Aha, terkadang berdusta sedikit bisa memperlancar keadaan.
"Ayo dong Jon. Kami melihatnya dengan jelas. Tolong keluarkan SIM-mu."
Dengan ketus Jono menyerahkan SIM, lalu masuk ke dalam kendaraan dan
menutup kaca jendelanya. Sementara Bobi menulis sesuatu di buku
tilangnya. Beberapa saat kemudian Bobi mengetuk kaca jendela. Jono
memandangi wajah Bobi dengan penuh kecewa.Dibukanya kaca jendela itu
sedikit.
Ah, celah lima cm sudah cukup untuk memasukkan surat tilang. Tanpa
berkata-kata Bobi kembali ke posnya.. Jono mengambil surat tilang yang
diselipkan Bobi di sela-sela kaca jendela. Tapi, hei apa ini. Ternyata
SIMnya dikembalikan bersama sebuah nota. Kenapa ia tidak menilangku.

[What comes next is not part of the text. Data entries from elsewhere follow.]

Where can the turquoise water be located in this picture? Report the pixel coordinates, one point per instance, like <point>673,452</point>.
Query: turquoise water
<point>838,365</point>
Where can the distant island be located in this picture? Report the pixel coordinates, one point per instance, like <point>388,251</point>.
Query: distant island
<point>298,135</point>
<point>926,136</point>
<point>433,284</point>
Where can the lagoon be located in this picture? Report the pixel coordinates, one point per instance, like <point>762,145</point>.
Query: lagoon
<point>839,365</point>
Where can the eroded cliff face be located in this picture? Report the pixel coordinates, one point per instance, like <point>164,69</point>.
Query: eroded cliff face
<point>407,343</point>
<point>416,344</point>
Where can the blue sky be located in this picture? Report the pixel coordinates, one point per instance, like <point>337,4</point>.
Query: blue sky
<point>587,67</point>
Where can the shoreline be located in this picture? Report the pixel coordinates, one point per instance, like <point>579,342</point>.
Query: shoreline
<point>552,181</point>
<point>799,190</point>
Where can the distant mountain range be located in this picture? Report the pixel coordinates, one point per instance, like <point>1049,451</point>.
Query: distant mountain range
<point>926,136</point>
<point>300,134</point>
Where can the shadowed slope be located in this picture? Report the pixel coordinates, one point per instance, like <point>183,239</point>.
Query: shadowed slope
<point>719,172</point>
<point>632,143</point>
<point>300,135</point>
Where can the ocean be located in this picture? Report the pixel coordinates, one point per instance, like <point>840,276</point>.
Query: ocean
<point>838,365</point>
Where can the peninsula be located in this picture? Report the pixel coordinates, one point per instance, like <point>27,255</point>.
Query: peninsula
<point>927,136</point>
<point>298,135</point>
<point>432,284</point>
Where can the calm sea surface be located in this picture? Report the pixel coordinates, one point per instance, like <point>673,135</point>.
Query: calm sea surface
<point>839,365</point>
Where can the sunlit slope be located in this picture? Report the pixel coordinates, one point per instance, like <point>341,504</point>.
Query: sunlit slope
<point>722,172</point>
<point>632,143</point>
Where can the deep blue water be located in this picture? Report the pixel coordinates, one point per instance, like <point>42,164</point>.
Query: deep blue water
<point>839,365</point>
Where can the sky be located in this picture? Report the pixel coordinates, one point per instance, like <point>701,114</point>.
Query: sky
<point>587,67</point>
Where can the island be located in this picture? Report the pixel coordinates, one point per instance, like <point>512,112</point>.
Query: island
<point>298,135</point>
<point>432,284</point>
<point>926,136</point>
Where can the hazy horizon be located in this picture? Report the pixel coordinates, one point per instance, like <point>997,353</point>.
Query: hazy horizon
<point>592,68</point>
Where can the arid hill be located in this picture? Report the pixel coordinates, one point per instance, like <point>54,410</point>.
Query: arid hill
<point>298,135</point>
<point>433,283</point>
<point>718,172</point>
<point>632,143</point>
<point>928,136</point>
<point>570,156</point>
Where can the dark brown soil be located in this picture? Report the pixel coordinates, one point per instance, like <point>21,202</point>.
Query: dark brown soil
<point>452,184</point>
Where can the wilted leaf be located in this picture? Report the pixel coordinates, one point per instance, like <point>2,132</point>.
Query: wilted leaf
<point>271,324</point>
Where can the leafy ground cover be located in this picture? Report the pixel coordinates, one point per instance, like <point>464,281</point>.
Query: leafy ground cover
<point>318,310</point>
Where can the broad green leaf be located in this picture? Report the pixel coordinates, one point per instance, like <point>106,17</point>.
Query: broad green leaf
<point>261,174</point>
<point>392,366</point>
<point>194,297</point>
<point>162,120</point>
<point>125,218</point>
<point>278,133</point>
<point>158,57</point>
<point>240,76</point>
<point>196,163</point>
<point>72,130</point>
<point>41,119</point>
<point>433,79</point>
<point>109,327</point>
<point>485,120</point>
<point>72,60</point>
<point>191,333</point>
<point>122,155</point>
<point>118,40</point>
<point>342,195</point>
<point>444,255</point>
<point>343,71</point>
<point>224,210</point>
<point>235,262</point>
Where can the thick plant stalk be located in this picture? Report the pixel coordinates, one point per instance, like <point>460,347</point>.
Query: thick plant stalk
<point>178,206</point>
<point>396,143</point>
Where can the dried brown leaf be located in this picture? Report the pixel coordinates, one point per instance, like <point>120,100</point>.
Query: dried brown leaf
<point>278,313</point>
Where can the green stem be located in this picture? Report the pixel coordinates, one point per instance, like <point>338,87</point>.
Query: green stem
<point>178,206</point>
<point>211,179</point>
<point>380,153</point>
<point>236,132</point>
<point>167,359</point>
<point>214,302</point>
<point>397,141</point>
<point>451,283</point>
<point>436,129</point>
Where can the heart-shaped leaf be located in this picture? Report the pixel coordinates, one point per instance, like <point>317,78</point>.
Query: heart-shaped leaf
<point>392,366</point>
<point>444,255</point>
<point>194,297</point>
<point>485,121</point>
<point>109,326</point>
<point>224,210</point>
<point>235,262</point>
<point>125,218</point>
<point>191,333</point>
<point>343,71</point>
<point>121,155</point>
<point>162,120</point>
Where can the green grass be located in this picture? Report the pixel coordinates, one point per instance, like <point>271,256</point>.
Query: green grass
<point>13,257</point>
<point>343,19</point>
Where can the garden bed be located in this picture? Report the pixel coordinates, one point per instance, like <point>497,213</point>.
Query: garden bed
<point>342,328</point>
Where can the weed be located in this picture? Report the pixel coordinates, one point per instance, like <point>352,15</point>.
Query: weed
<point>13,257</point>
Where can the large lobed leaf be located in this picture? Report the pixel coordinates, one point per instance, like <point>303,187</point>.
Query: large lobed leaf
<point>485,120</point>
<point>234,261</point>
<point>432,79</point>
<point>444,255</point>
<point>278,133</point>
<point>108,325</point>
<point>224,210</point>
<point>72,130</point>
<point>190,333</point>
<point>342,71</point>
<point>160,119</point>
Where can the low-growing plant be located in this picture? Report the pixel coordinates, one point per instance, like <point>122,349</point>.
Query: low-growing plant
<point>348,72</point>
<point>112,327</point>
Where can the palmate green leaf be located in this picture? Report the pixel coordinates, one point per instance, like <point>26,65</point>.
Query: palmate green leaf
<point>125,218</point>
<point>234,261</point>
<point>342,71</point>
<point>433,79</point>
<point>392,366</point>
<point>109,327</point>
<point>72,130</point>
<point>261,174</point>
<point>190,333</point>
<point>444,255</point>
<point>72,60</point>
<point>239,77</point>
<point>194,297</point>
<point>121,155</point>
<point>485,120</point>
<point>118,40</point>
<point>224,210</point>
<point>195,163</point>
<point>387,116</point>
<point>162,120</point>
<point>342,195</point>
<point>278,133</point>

Lalu nota ini apa? Semacam guyonan atau apa? Buru-buru Jono membuka dan
membaca nota yang berisi tulisan tangan Bobi.

"Halo Jono, Tahukah kamu Jon, aku dulu mempunyai seorang anak
perempuan. Sayang, ia sudah meninggal tertabrak pengemudi yang ngebut
menerobos lampu merah. Pengemudi itu dihukum penjara selama 3 bulan.

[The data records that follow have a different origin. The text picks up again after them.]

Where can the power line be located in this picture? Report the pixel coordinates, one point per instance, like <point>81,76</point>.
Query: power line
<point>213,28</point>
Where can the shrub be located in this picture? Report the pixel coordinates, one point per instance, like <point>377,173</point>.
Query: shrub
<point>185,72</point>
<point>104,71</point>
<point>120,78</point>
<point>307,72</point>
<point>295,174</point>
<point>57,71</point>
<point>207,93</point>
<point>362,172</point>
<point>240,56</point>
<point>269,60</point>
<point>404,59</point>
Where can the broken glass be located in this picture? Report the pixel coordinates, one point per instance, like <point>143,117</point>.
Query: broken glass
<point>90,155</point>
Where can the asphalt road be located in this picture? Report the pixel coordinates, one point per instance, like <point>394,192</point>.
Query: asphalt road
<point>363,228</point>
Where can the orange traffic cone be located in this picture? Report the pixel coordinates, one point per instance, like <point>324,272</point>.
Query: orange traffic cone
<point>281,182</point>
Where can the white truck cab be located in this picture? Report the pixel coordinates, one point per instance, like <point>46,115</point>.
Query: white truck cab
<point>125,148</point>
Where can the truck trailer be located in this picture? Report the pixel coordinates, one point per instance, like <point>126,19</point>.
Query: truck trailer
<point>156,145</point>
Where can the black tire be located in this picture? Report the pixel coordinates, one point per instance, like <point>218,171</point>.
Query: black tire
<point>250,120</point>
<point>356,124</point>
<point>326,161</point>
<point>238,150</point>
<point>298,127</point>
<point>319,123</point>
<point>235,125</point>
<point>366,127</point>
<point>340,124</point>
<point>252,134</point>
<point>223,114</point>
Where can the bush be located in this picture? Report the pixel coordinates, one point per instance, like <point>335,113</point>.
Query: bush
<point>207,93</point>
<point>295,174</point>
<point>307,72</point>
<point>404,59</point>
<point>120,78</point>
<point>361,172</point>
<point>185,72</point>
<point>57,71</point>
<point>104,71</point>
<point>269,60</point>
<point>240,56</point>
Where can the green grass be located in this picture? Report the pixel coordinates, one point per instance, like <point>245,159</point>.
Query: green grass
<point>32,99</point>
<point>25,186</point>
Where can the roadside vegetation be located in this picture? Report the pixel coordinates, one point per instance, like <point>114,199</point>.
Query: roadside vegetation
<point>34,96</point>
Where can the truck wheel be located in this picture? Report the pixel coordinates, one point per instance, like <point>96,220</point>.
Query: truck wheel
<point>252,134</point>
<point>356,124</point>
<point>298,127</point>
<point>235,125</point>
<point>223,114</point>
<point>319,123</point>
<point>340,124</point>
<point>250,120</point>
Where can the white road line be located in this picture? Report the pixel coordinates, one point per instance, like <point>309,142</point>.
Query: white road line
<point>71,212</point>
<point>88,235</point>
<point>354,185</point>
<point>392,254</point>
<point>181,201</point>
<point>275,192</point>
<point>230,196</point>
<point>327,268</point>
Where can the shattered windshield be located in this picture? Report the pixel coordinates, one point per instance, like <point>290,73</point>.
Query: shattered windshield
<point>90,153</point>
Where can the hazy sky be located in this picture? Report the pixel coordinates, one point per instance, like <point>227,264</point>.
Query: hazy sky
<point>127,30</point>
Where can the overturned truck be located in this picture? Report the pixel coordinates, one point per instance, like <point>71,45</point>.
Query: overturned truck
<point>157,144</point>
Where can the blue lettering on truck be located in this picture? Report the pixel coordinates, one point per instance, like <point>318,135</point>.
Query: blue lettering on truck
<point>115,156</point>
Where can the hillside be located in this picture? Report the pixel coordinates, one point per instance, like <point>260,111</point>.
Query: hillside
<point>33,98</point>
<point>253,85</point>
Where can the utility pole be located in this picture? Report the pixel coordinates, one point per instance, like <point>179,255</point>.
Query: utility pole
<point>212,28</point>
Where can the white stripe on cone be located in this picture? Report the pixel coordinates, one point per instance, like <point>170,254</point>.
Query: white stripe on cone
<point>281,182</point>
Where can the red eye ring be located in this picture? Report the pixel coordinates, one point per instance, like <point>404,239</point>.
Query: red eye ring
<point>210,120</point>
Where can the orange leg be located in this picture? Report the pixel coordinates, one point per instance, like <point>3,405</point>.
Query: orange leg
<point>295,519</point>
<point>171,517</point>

Begitu bebas, ia bisa bertemu dan memeluk ketiga anaknya lagi.
Sedangkan anak kami satu-satunya sudah tiada. Kami masih terus berusaha
dan berharap agar Tuhan berkenan mengaruniai seorang anak agar dapat
kami peluk. Ribuan kali kami mencoba memaafkan pengemudi itu. Betapa
sulitnya. Begitu juga kali ini.. Maafkan aku Jon. Doakan agar permohonan
kami terkabulkan. Berhati-hatilah. Salam, Bobi".

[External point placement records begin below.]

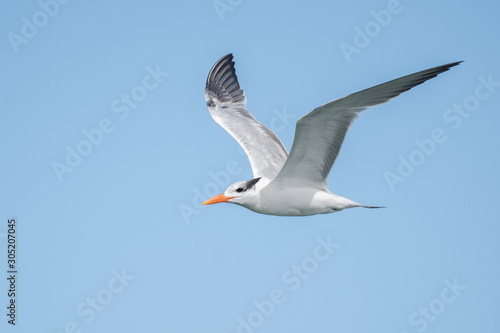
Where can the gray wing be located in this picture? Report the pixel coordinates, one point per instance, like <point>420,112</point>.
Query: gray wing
<point>320,133</point>
<point>227,105</point>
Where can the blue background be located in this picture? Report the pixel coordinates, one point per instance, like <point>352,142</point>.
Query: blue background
<point>131,206</point>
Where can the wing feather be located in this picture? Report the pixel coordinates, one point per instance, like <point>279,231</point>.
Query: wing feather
<point>320,133</point>
<point>226,103</point>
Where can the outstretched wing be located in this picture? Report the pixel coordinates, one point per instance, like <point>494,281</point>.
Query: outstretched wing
<point>320,133</point>
<point>226,102</point>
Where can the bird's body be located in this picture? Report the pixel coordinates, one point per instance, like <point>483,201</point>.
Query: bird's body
<point>293,184</point>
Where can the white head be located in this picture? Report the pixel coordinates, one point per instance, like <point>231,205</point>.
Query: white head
<point>242,193</point>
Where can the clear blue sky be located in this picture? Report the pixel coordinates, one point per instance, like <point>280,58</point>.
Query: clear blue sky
<point>108,149</point>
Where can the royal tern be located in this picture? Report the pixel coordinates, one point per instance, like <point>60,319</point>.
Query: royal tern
<point>295,184</point>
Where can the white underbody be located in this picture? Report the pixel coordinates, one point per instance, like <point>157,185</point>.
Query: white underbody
<point>294,201</point>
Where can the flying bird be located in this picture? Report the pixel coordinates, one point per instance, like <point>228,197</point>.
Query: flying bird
<point>293,184</point>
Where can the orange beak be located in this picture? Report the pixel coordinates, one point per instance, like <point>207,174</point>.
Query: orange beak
<point>217,199</point>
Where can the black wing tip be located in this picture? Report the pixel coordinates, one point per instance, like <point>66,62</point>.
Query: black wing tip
<point>223,82</point>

Jono terhenyak. Ia segera keluar dari kendaraan mencari Bobi. Namun,
Bobi sudah meninggalkan pos jaganya entah ke mana. Sepanjang jalan
pulang ia mengemudi perlahan dengan hati tak menentu sambil berharap
kesalahannya dimaafkan... ....
Tak selamanya pengertian kita harus sama dengan pengertian orang lain.
Sesuatu yang nampaknya adalah hal remeh-temeh bagi kita namun di sisi lain begitu bernilai bagi orang lain. Bisa jadi suka kita tak lebih dari duka rekan kita. Hidup ini sangat
berharga, jalanilah dengan penuh hati-hati.